Pour certains, cette tradition a perdu son sens au fil des années. Interrogée, Djénèba Sidibé fait savoir que le mariage endogène était une très bonne pratique dans le temps. Par ce que le but, qui était le renforcement des liens de parenté, était atteint dans la majorité des cas. Par contre, de nos jours, la plupart des personnes qui ont tendance à recourir à cette pratique courent le risque de voir leur famille se disloquer. « Ce type de mariage a tendance à échouer parce que les jeunes ont changé de mentalité. Ils veulent eux-mêmes choisir leur conjoint.e. Chose qui fait que l’endogamie tend beaucoup plus vers la dégradation que vers la perfection.
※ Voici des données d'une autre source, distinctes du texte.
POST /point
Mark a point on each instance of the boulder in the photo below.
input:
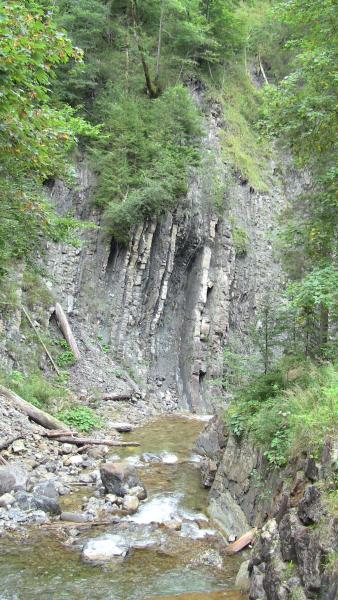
(311, 469)
(310, 508)
(118, 478)
(28, 501)
(288, 527)
(243, 580)
(256, 584)
(6, 500)
(18, 446)
(131, 503)
(104, 548)
(76, 517)
(208, 472)
(212, 440)
(12, 477)
(47, 488)
(139, 491)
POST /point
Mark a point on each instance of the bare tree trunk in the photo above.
(34, 413)
(159, 42)
(151, 87)
(324, 326)
(262, 69)
(66, 330)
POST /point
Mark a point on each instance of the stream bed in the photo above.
(188, 563)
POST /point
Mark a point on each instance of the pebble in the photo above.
(18, 446)
(6, 500)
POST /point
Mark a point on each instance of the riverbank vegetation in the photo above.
(115, 80)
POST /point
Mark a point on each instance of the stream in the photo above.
(161, 562)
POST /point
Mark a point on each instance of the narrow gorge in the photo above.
(167, 318)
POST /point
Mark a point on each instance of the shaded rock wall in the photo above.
(168, 300)
(295, 553)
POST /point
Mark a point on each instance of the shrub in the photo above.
(66, 359)
(34, 388)
(285, 419)
(81, 417)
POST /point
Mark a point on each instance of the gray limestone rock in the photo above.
(242, 579)
(310, 508)
(118, 478)
(256, 591)
(12, 477)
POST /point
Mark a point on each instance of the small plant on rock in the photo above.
(81, 417)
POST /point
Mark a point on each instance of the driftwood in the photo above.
(9, 441)
(262, 70)
(241, 543)
(66, 330)
(117, 397)
(64, 439)
(36, 414)
(57, 432)
(121, 427)
(63, 524)
(40, 340)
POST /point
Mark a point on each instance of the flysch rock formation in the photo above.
(167, 302)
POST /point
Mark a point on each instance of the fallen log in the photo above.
(64, 439)
(241, 543)
(121, 427)
(66, 330)
(57, 432)
(117, 397)
(34, 413)
(9, 441)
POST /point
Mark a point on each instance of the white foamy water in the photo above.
(162, 508)
(168, 458)
(159, 509)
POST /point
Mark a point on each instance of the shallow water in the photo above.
(161, 563)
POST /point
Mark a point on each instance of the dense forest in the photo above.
(112, 80)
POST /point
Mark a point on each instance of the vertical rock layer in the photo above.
(167, 301)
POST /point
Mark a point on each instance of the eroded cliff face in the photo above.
(167, 301)
(293, 557)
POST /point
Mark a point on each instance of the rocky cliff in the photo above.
(295, 548)
(167, 302)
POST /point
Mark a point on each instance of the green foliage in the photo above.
(35, 135)
(143, 162)
(301, 110)
(285, 418)
(35, 290)
(66, 359)
(242, 145)
(82, 418)
(147, 147)
(35, 388)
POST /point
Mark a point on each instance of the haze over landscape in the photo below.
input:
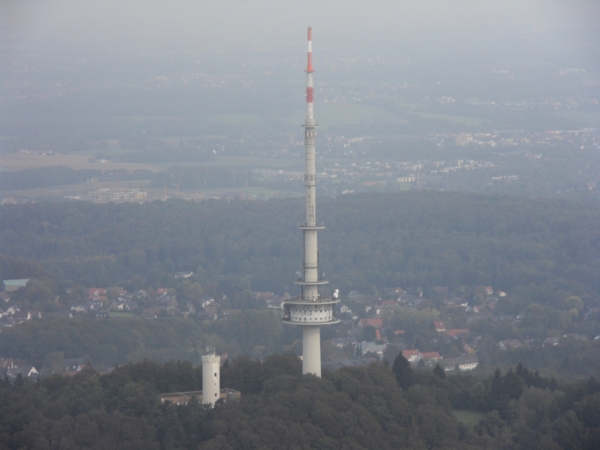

Et, personnellement, je ne suis pas de ceux qui aiment cette pratique », ajoute la jeune dame.

Tradition solidement ancrée dans les mœurs maliennes, le mariage endogame est actuellement devenu un véritable problème de société à cause des nombreux cas litigieux qui en découlent.
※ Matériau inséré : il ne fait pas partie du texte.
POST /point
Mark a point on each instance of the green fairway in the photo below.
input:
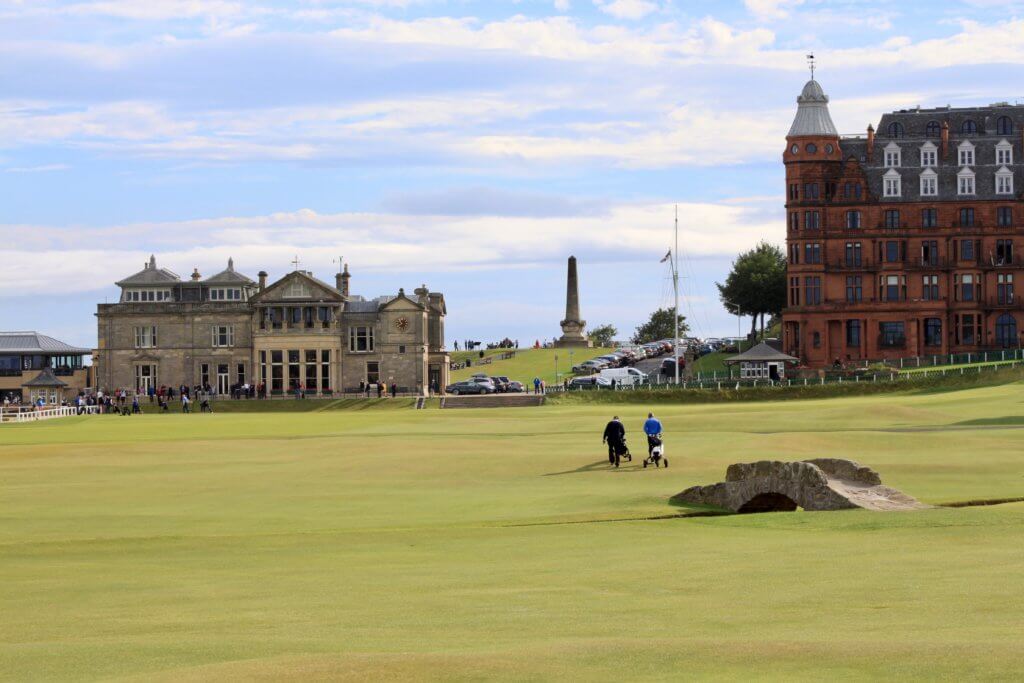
(468, 545)
(528, 364)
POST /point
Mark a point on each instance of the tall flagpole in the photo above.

Mais cet argument est vigoureusement balayé d’un revers de main par ceux et celles (et ils sont très nombreux) qu’il convient de considérer comme les défenseurs et continuateurs de cette pratique. Pour eux, le contre-argumentaire est simple, et ils le disent sèchement. « Qui a dit que le mariage endogame créait plus de problèmes que le mariage exogame ? Ne voyez-vous pas tous les jours des couples formés selon les critères de l’exogamie s’entredéchirer et finir au tribunal pour y exiger le divorce ? N’allez pas croire à ces fadaises venues d’Occident. L’endogamie est un système matrimonial parmi les plus sûrs qui soient. Nos ancêtres ne l’auraient pas perpétué sinon, eux dans le noble vocabulaire de qui le mot “divorce” était banni », tonne Souleymane Traoré, sexagénaire et influent membre des regroupements banambais qui ont lieu régulièrement en    commune I du District. Massa Solo, comme on le surnomme, n’est pas tendre avec tous ceux et celles qui, selon lui, cherchent à trouver des vices au mariage endogame. « Ce sont des gens qui se sont laissé désorienter de nos valeurs par les idées de Blanc. Qu’on soit pour l’exogamie, ça, je veux bien le concevoir. C’est chacun son choix. Mais qu’on pousse le rejet de nos coutumes jusqu’à se dresser contre l’endogamie, je suis farouchement opposé à cette perception venue de chez les BlancsVous voulez un avantage de l’endogamie ? En voici : j’ai 5 filles qui sont dans leurs foyers respectifs aujourd’hui. Mais, à aucun moment, depuis sept ou huit ans qu’elles sont mariées, je n’ai jamais été appelé pour un souci entre elles et leurs maris. Imaginez si seulement c’était votre système de mariage par choix ! Je serais déjà mort d’anxiété à force d’être réveillé chaque nuit à 2h du matin par mes filles en pleurs », fulmine-t-il. Et Massa Solo de conclure avec un accent catégorique : « Je vous parie, moi, 50 000 FCFA à récupérer dans ma boutique, que si vous poussez vos recherches, vous vous rendrez compte qu’il y a deux voire trois fois plus de divorces résultant du mariage exogame que du mariage endogame. » Des propos de Massa Solo forgés dans le moule de la conviction et qui n’ont guère besoin d’être interprétés. Un discours qui montre à quel point le mariage endogame a encore de beaux jours à vivre dans notre société.